色々制限はあるそうだが、便利なスキルだ。
俺も欲しいな。
他の魔物に同じようなスキルを持っている奴はいないのだろうか。
そんなことを考えていると、馬車が急に止まった。
「どうした、ライム?」
「ボルスさん、魔物が出ました」
魔物か。
さっきまでも時々姿を見たが、近寄ってくることはなかった。
おそらく、馬車を引いているシャドウホースを恐れていたのだろう。
この馬はそこらの魔物より相当強いらしいから。
ということは、馬車の行く手を阻む魔物はかなり強いということになる。
俺とボルスさんは馬車を降りた。
「・・・でか」
馬車を降りると、目の前には大きなトカゲがいた。
高さは5メートルほどあるだろうか。
今まで見てきた魔物のなかで一番大きかった。
こりゃあ、馬なんかにビビるわけないわ。
ていうか、俺がビビるわ。
上から鋭い視線を向けられ、俺は動くことができなかった。
「もうアイツの縄張りか。
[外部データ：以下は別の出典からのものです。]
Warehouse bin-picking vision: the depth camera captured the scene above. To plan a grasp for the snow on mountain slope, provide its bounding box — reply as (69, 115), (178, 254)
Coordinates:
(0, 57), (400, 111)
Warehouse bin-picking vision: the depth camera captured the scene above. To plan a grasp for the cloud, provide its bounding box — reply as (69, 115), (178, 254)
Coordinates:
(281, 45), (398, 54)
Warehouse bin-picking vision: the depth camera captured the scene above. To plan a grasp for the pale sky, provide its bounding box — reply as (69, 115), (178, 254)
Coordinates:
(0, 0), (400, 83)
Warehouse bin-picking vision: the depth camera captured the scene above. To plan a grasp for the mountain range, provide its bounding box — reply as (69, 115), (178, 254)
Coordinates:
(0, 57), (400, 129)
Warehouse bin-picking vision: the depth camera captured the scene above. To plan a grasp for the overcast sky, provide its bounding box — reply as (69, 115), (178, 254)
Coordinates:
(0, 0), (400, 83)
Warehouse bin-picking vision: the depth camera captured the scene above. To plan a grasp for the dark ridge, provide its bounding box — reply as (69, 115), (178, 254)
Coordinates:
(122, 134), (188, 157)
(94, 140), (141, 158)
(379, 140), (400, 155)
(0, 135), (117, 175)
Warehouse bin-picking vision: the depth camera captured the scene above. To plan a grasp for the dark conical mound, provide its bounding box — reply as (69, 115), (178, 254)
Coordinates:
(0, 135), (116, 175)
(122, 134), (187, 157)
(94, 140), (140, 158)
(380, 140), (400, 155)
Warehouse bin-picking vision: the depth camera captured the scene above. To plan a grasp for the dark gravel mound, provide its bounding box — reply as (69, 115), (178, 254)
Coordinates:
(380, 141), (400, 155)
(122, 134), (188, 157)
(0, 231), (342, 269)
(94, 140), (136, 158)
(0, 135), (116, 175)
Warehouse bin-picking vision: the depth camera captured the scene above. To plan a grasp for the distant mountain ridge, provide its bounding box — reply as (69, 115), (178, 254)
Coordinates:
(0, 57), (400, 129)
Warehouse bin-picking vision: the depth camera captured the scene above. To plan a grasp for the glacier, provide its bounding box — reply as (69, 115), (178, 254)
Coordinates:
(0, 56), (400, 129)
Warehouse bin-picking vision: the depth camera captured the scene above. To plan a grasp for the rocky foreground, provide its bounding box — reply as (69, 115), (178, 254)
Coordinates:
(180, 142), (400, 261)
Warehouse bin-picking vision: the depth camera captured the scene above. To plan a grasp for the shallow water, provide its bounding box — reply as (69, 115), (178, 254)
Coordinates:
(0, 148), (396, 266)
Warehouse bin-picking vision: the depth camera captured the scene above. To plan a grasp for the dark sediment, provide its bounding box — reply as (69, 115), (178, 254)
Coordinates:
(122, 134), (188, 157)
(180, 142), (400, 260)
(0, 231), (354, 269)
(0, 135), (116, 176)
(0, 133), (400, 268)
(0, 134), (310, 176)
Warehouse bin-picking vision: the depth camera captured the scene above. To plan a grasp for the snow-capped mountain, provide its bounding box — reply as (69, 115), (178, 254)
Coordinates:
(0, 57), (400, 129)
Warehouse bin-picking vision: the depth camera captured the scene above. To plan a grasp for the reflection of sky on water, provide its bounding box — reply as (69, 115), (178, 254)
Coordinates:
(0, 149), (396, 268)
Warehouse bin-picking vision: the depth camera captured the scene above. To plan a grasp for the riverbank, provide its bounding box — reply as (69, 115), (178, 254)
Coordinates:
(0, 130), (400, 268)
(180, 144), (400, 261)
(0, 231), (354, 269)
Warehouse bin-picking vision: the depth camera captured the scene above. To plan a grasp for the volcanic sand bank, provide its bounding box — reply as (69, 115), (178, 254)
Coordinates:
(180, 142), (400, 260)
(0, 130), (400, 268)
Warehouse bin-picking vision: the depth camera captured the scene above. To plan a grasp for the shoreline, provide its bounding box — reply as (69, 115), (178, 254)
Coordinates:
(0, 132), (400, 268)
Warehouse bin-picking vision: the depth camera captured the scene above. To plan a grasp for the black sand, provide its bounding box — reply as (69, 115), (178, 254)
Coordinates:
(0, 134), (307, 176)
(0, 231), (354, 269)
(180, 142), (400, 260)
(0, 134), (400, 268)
今からが大変だな」
ボルスさんがめんどくさそうな顔をしている。
アイツとは誰だろうか。
「お前たち、盛大に暴れるぞ。トカゲ君たちに圧倒的な差を見せつけてやる」
トカゲ君たち?一匹しか見当たらないが。
もしかして、隠れて見てたりするのかな。
まあ、考えたって仕方ない。
あとでボルスさんに直接聞こう。
今はそれよりも・・・
俺は息を大きく吸った。
今から目の前の巨大トカゲと戦うんだ。
ビビってばかりもいられない。
この数日で成長したことを証明してやる。
俺は心を奮い立たせ、目の前の相手に挑んだ。